研究領域 | 人工知能と脳科学の対照と融合 |
研究課題/領域番号 |
17H06041
|
研究機関 | 株式会社国際電気通信基礎技術研究所 |
研究代表者 |
平山 淳一郎 株式会社国際電気通信基礎技術研究所, 脳情報通信総合研究所, 研究員 (80512269)
|
研究期間 (年度) |
2017-04-01 – 2019-03-31
|
キーワード | 機械学習 / 生体信号処理 / 脳機能イメージング / ブレイン・マシンインターフェイス |
研究実績の概要 |
1.SPLICEと呼ぶ積層ICAの基本モデルを確立するため、ニューラルネットワークにおける非線形活性化関数と最大値プーリングに対応する生成モデルの一般化を導入した。当初検討したいわゆるLeaky Rectified Liner Unit (LReLU)は微分不可能点で確率密度が不連続性をもち統計モデルとしては不自然であることがわかったため、全体で微分可能となるようLReLUを改良した新たな活性化関数の族を開発した。
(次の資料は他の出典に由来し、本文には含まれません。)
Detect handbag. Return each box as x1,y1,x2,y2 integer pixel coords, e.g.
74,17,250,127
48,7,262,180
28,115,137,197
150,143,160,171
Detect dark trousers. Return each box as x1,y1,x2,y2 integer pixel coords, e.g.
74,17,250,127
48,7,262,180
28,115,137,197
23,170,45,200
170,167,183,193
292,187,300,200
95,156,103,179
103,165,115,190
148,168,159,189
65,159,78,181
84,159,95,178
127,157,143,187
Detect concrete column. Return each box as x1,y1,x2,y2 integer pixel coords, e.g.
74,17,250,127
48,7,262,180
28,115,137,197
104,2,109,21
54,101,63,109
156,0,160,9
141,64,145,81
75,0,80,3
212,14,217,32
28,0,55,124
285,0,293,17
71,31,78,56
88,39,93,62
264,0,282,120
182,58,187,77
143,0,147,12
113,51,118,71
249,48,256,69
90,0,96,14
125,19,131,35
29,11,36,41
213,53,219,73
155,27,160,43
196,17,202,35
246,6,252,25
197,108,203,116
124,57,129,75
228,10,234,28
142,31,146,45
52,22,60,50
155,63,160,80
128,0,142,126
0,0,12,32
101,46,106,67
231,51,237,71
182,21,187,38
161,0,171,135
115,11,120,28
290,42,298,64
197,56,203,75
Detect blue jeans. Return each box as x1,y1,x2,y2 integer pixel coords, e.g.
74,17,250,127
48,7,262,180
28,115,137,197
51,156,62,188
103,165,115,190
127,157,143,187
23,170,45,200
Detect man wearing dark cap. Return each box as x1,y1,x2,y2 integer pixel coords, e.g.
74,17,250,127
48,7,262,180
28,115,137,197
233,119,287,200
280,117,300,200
最大値プーリングへの対応はLpノルムへの一般化により極限として導出した。また、新たにプーリングを時間方向に拡張することで、後述のEEG応用で見られた特徴量のノイズが大きいという問題を解決した。拡張したモデルに関する最尤推定のアルゴリズムを導出し、Matlabソフトウェアとして実装した。 2.提案法は複数の階層全体をまとめて最尤推定が近似せず実行可能であり、従来用いられてきた層ごとの学習より理論的に優位性が期待される。これを実証するため、シミュレーション実験を行い、実際に上位層が必要な場合、提案法ではサンプル数の増加に対して推定誤差をより効率的に減少させうることを確認した。 3.SPLICEの実問題における有用性を実証するため、3層の基本モデルを安静時脳波・fMRI同時計測データ解析に適用した。データは共同研究者から基本的なアーチファクト除去後のものの提供をうけた。結果として、EEGのアルファ帯域に適用したSPLICEのプーリング層の出力時系列を血流動態反応関数と畳み込むことで、Yeo (2011)らによる17の安静時ネットワーク部分領域と有意に相関するモジュール(プーリング層の個々の出力)が得られることがわかった。この結果に基づき特許出願および学会発表を行った。
|
現在までの達成度 (区分) |
現在までの達成度 (区分)
1: 当初の計画以上に進展している
理由
計画していた基本モデルの検証と拡張が概ね完了し、それに加えて主に翌年度に予定していた実際の脳信号データ解析についても有望な結果が得られたため。
|
今後の研究の推進方策 |
時系列データ等への応用で重要な畳込み層を導入してモデルを拡張し、対応してアルゴリズムの修正と検証を行う。また、脳データ解析への応用について結果の検証と解釈をさらに進め、複数被験者での有効性を検証する。